Поначалу это был лишь тихий ропот, едва слышный шелест на задворках мироздания, который тонул в оглушительном хоре жизни. Но Аэрон был могуществен, а его воля, направленная на одну-единственную цель, была непоколебима, как закон тяготения. Он пел свою разрушительную песнь день за днём, год за годом, век за веком. Он не спал, не ел, не отвлекался. Он был лишь голосом, провозглашавшим конец всех голосов. И песнь пепла росла. Набирала силу, как раковая опухоль на теле мира, пожирая здоровые клетки бытия.
Она начала гасить эхо песни сотворения. Реки, чьи воды были когда-то застывшими аккордами, останавливались, их течение замирало, а поверхность становилась матовой и мёртвой. Леса, чьи листья шелестели сложнейшими ритмами, замирали, будто застигнутые врасплох. Магия, что была самим дыханием мира, кровью в его жилах, начала иссякать, оставляя после себя пустоту, онемение, которое смертные с ужасом назвали Молчанием.

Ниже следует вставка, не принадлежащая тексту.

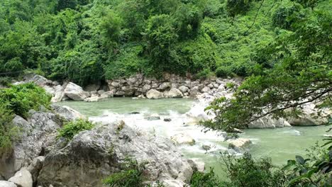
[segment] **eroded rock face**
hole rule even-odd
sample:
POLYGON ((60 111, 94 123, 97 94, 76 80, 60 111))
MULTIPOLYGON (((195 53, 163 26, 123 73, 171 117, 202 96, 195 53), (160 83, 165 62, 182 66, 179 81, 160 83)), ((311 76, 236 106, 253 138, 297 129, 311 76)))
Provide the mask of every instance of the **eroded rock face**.
POLYGON ((171 140, 176 144, 189 144, 194 145, 195 140, 190 135, 184 133, 179 133, 171 137, 171 140))
POLYGON ((314 103, 309 103, 303 106, 301 114, 289 120, 289 123, 297 126, 322 125, 327 124, 331 116, 331 108, 319 108, 314 103))
POLYGON ((48 144, 54 143, 57 130, 62 125, 57 115, 43 112, 33 112, 28 120, 16 115, 13 123, 21 131, 20 140, 13 142, 12 149, 0 155, 0 175, 6 179, 43 154, 48 144))
POLYGON ((163 94, 162 92, 157 91, 155 89, 150 89, 146 93, 146 97, 148 98, 163 98, 163 94))
POLYGON ((192 169, 176 147, 162 137, 147 137, 127 125, 100 126, 82 132, 64 148, 48 154, 38 176, 38 185, 54 187, 102 186, 101 179, 118 171, 127 157, 145 166, 150 181, 188 181, 192 169))
POLYGON ((0 186, 1 187, 17 187, 17 186, 12 182, 8 182, 5 181, 0 181, 0 186))
POLYGON ((84 115, 82 115, 80 113, 72 109, 72 108, 69 106, 60 106, 53 104, 51 106, 51 107, 56 114, 59 115, 60 116, 65 118, 65 120, 67 121, 85 118, 84 115))
POLYGON ((32 176, 26 168, 22 168, 8 181, 20 187, 33 187, 32 176))
POLYGON ((238 138, 236 140, 228 140, 229 142, 228 148, 233 149, 237 152, 245 151, 249 145, 252 144, 252 142, 249 139, 245 138, 238 138))
POLYGON ((83 91, 81 86, 72 82, 70 82, 67 84, 64 92, 65 95, 75 101, 83 101, 89 96, 89 94, 83 91))

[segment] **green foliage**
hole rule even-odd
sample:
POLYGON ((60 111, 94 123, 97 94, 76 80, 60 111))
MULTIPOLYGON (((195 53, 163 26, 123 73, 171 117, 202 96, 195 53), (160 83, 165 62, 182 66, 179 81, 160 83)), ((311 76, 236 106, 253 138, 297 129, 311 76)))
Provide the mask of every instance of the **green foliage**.
POLYGON ((64 137, 67 140, 70 140, 79 132, 91 130, 94 127, 94 125, 87 120, 79 119, 77 120, 71 121, 59 130, 57 137, 64 137))
POLYGON ((0 108, 0 152, 10 148, 12 141, 19 136, 20 130, 12 125, 12 120, 13 114, 0 108))
POLYGON ((226 9, 232 17, 245 13, 250 7, 251 0, 227 0, 226 9))
POLYGON ((121 164, 121 171, 111 174, 103 180, 103 183, 111 187, 145 186, 143 183, 144 166, 146 164, 140 164, 136 160, 128 158, 121 164))
POLYGON ((271 164, 269 159, 254 159, 248 154, 235 158, 223 155, 231 182, 223 182, 225 186, 234 187, 278 187, 284 186, 284 174, 271 164))
POLYGON ((283 33, 264 51, 267 61, 264 66, 271 68, 247 77, 235 98, 216 99, 206 108, 216 115, 206 127, 231 131, 269 114, 291 116, 296 110, 286 109, 328 98, 332 64, 326 38, 331 38, 332 16, 326 11, 304 11, 306 16, 297 18, 292 24, 294 31, 283 33))
POLYGON ((33 83, 27 83, 0 90, 0 106, 9 113, 28 118, 31 109, 40 106, 50 108, 51 96, 33 83))
POLYGON ((218 177, 211 168, 209 172, 194 171, 190 179, 192 187, 221 187, 218 177))

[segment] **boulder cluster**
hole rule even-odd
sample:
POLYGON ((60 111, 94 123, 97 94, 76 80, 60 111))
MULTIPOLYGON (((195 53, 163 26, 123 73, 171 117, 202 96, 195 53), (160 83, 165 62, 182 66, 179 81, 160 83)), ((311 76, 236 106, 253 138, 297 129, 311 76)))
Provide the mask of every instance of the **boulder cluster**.
POLYGON ((58 130, 65 121, 85 118, 79 113, 56 105, 29 113, 28 119, 15 116, 20 138, 0 149, 1 187, 104 186, 102 179, 121 171, 128 157, 146 163, 147 183, 182 187, 194 169, 204 170, 204 163, 184 158, 170 140, 140 133, 122 121, 96 124, 67 140, 57 137, 58 130))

Аэрон не стремился завоевать мир. Он стремился его отменить. Его слуги, беззвучные тени, рождённые из самого пепла его песни, стали появляться на окраинах обитаемых миров, неся с собой не смерть в привычном понимании, а полное стирание, растворение в беззвучном вакууме, из которого когда-то всё и началось.
Но песнь сотворения, хоть и ослабленная, раненая, изуродованная, ещё звучала. Она, как живой организм, борющийся со смертельной болезнью, отчаянно цеплялась за жизнь. Она находила свои последние, слабые отголоски в самых неожиданных местах: в упорном шепоте ветра, что пытался раскачать ветви древнего дуба; в яростном, ритмичном стуке молота о раскалённый металл в деревенской кузнице, где кузнец боролся с хаосом, придавая ему форму; в терпеливом, монотонном перелистывании страниц в пыльной библиотеке, где одинокий учёный пытался услышать в буквах и словах утерянную музыку.
Она искала проводников. Голоса, которые смогут стать её последним криком, её последней молитвой, её последней надеждой в надвигающейся тьме тишины. И, в величайшей из всех возможных ироний, её взор упал не на могущественных богов, которые уже пали, бежали или отвернулись, а на тех самых хрупких, несовершенных смертных, чьи короткие, полные боли и страдания жизни и стали той самой искрой, что свела с ума Аэрона. Судьба всего сущего была отдана на откуп тем, кого первый сын счёл недостойными великой Песни. Была ли это последняя, отчаянная шутка умирающего мирозения? Или та самая, решающая, диссонирующая нота, которая, войдя в противоречие с песнью пепла, способна породить новую, невообразимую, живую гармонию?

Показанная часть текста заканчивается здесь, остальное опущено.